Keswick offered one-on-one pours from one of the winery’s employees. We didn’t have to battle for attention or space at the tasting room. The employee knew his wines and the vineyards, giving us background on the owners and the site’s history. The vineyard also managed to keep its wines unique in flavor, focusing on quality rather than quantity. I purchased the Verdejo for its crisp, citrus flavor; the Trevillian for the smooth, berry finish; and the Norton wine, featuring a native Virginian grape in a deep red color and fresh taste.
And then there was Horton. My advice… stay away! We walked in, not to the sweet smell of wine, but to the owner’s cigarette smoke wafting from his ashtray next to the tasting room. While there was no charge for the wines, we quickly learned why… they all tasted the same. With 25 or so wines, nothing separated the first white from the second, third or even tenth wine. And the winery had absolutely no consistency in the labels. Every single one looked completely different, giving you no indication that the labels came from the same place. We kept tasting, hoping to find a gem in the mix, but the search yielded nothing that made us smile or want to buy. We walked out and didn’t look back.
We got to Barboursville Vineyards as soon as possible, hoping to remedy the bad experience at Horton. We found another gem, but while the wines tasted delicious, the crowds were a bit frustrating. The first employee, who poured the whites, kept asking us to step away from the bar so that others could walk up. This did not allow for any type of conversation or interaction with her.
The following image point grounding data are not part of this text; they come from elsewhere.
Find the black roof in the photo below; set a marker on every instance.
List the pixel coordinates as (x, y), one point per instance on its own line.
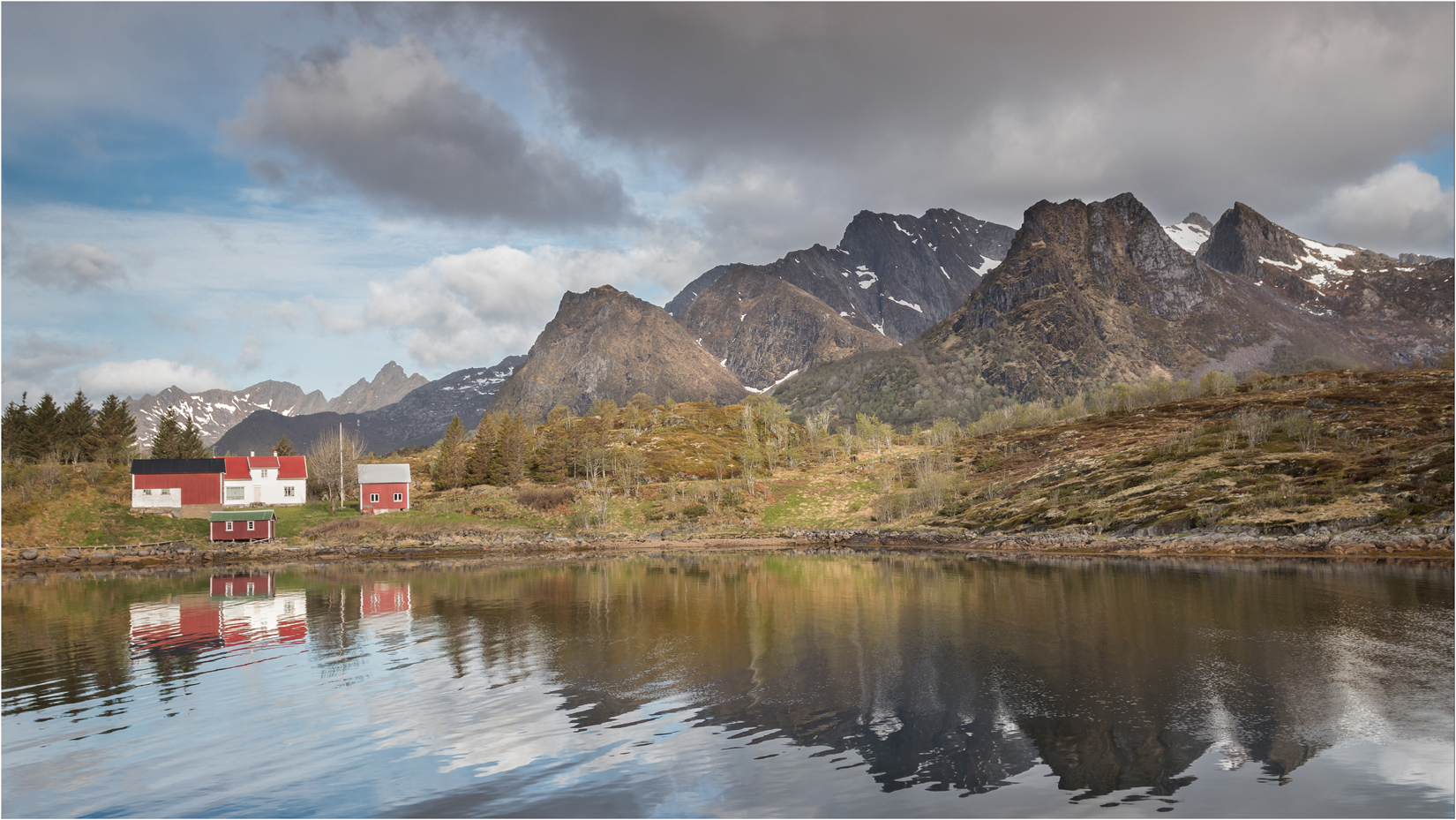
(159, 466)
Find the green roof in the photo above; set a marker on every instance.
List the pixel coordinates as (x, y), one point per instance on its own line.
(242, 515)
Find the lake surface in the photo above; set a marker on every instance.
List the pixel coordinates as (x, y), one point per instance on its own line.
(734, 687)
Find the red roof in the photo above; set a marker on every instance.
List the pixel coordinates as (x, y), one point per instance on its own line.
(239, 468)
(236, 468)
(293, 466)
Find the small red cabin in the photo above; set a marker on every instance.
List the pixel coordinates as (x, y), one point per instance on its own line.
(383, 488)
(242, 524)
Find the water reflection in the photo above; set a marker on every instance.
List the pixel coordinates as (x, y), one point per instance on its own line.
(911, 674)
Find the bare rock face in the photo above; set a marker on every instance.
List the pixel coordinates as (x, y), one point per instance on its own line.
(387, 387)
(1397, 312)
(217, 411)
(607, 344)
(418, 418)
(765, 329)
(896, 275)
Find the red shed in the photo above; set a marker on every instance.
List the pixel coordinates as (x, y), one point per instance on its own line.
(383, 488)
(174, 483)
(242, 524)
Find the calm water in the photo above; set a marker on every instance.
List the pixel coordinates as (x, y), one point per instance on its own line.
(732, 687)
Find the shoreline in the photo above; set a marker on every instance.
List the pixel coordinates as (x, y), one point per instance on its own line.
(1430, 544)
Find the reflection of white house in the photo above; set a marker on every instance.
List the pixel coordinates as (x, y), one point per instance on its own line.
(266, 479)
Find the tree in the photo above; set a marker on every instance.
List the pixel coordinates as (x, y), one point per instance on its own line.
(44, 428)
(74, 428)
(116, 432)
(449, 470)
(168, 437)
(15, 432)
(511, 450)
(334, 465)
(190, 443)
(478, 465)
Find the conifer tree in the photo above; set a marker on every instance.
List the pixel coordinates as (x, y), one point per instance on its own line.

When we did try to engage her, she did not seem to be especially knowledgeable. In fact, she admitted that she really does not drink wine. Despite this, I must say that the Riesling was delicious, the right mix of citrus flavors and natural sweetness. The Phileo dessert wine was also a treat!
When we visited the second employee, who manned the red wines, she welcomed conversation and questions about the wines. She did not mind if we stayed by the bar, sipping and talking. Given that the winery’s winemaker and owner are Italian, I enjoyed the Barbera that she served and appreciated the Nebbiolo. Again, I walked out as the proud owner of three new wines for my collection. Barboursville helped end our day on a high note!
On Sunday, we visited Jefferson Vineyards, a nice winery nestled in the farmland near Jefferson’s home of Monticello. We had to wait for a spot at the bar, which took some time. Overall, the wines tasted nice, but nothing as distinct as our favorites at Keswick and Barboursville. We did not purchase any, but I would return and would happily purchase bottles at a wine store. A good end to the weekend…
To sum up:
1. My favorite – Keswick, for the overall experience and wine quality
2. Barboursville – great wines, but crowds and one inexperienced employee put this vineyard in second place
3. Jefferson – solid, overall pleasing wines
A very distant 4. Horton – if you like good wine, I advise you to skip this winery and spend more time at the other vineyards.
In the end, the weekend lived up to its promise… beautiful scenery, good friends and family, tasty food, and delicious wine! Cheers!